Na primeira classe havia caderno de duas linhas para educar a caligrafia.
Não podia faltar a pedra, noutras regiões designada por ardósia ou lousa, como a designavam alguns dos professores originários, principalmente dos distritos da Guarda, Castelo Branco e Viseu. Alguns regressaram ao seu torrão natal, outros por cá ficaram.
A pedra era constituída por uma lâmina de xisto escura, uma rocha sedimentar igual à existente no quadro preto, só muitíssimo mais fina. Recebia à sua volta, de formato rectangular, um caixilho de madeira que a protegia e que com o uso se desmanchava. Havia-as de tamanhos diferentes. Nelas se escrevia através da pena, utensílio mais ou menos cilíndrico e longilíneo, igualmente de xisto. A parte superior era enrolada e colada com uma pequena facha de papel de várias cores e padrões, conforme o fabricante e as séries produzidas. Havia dois tipos de penas, as de leite, mais macias mas de menor duração, e as rijas, mais duráveis por isso mesmo pelo que os nossos pais as preferiam. Afiavam-se passando-as sobre uma zona cimentada, pois assim iam-se gastando à sua volta. A escrita traduzia-se pelo riscar da superfície pontiaguda na plana, ambas de xisto.
[A minha Geografia da 4ª classe]
Penso que custavam dois tostões cada uma e vendiam-se no comércio do bairro onde se encontravam em caixas de cartão que continham um pó branco (seria talco ?‘) para as conservar. Ao caírem no chão, o que acontecia com frequência, partiam-se com muita facilidade; fazia-se outro bico e continuavam-se a utilizar.

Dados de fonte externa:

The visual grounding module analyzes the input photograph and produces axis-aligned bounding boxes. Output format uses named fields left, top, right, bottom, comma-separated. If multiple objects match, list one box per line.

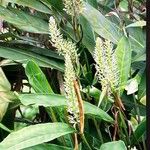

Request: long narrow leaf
left=19, top=93, right=114, bottom=123
left=0, top=123, right=75, bottom=150
left=115, top=37, right=132, bottom=94
left=0, top=46, right=64, bottom=72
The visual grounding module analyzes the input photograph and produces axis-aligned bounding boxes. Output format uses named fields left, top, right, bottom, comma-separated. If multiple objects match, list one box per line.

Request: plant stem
left=81, top=134, right=92, bottom=150
left=93, top=119, right=104, bottom=144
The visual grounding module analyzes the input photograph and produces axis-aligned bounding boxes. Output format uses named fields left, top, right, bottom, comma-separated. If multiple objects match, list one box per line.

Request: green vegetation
left=0, top=0, right=146, bottom=150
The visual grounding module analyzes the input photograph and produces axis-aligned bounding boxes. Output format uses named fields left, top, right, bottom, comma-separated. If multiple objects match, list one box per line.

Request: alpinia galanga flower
left=49, top=16, right=78, bottom=63
left=63, top=0, right=84, bottom=17
left=94, top=37, right=119, bottom=100
left=64, top=54, right=79, bottom=128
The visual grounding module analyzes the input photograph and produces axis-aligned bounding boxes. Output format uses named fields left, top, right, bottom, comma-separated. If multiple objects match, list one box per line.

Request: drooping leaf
left=0, top=5, right=49, bottom=34
left=6, top=0, right=51, bottom=14
left=115, top=37, right=132, bottom=94
left=100, top=140, right=127, bottom=150
left=0, top=123, right=75, bottom=150
left=19, top=93, right=114, bottom=123
left=82, top=2, right=123, bottom=44
left=0, top=42, right=64, bottom=61
left=0, top=46, right=64, bottom=72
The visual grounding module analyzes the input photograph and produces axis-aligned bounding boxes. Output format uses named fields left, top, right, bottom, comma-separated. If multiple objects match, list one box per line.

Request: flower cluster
left=63, top=0, right=84, bottom=16
left=49, top=16, right=81, bottom=128
left=49, top=16, right=78, bottom=63
left=94, top=37, right=119, bottom=100
left=64, top=54, right=80, bottom=128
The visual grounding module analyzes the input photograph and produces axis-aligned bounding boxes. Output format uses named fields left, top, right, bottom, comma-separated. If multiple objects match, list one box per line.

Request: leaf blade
left=0, top=123, right=75, bottom=150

[Um dos mapas que tínhamos de estudar, o do Estado Português de Índia]
Havia quem tivesse atada a um dos vértices do caixilho, uma almofada para apagar o que já não interessava ou então algo que se pretendia corrigir. Tinham também um frasco com água para embeber a almofada feita de trapos. Nem sempre era assim e não havia ninguém que de vez em quando não fizesse a limpeza com os dedos e as mãos e quando necessário, lá ia o lenço ou a manga da bata, tudo isto com o auxílio da saliva (cuspo).
E aquelas contas enormes de dividir ou de multiplicar que enchiam todo um lado, com a operação inversa no outro! Grandes trabalheiras quando não dava certo à primeira!

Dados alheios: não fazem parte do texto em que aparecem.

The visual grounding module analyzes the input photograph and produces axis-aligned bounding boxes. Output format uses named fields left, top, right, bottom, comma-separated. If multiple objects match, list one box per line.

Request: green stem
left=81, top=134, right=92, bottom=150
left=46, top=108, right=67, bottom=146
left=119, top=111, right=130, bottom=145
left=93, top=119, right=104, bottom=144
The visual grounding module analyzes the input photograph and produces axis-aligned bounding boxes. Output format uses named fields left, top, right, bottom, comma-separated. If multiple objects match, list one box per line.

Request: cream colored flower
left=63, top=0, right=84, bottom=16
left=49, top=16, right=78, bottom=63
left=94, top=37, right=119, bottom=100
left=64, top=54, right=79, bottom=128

Hoje, é tudo diferente, só interessa saber como se faz e ter a noção da operação porque o resto pertence às máquinas de calcular - afinal elas só servem para isso mesmo !
[O livro de Aritmética da 4ª classe]
Quando iniciei a minha profissão, vi-me confrontado com a necessidade de efectuar muitas operações aritméticas, principalmente adições de muitas dezenas de parcelas e que os erros cometidos se pagavam com o nosso dinheiro. Lá me adaptei o mais depressa possível mas nunca adquiri a prática dos funcionários mais velhos pois entretanto chegaram as máquinas de somar. Os velhinhos somavam mais depressa e mais certo à mão, do que os novos com as máquinas!
As máquinas foram evoluindo, tornaram-se muito práticas e eficientes até porque a prática na sua utilização subiu consideravelmente. Da gente nova, ninguém somava duas parcelas se não fosse à máquina e quando faltava a energia eléctrica era um pandemónio naquela casa pois o serviço não podia parar. Quase todos tinham na sua secretária uma calculadora a pilhas e assim iam dando conta do trabalho.
A existência da pedra era uma medida económica pois evitava-se assim um gasto contínuo de papel que a grande maioria das bolsas de então não podiam suportar.
Apesar de tudo, a pedra, provoca-me um sentimento de nostalgia.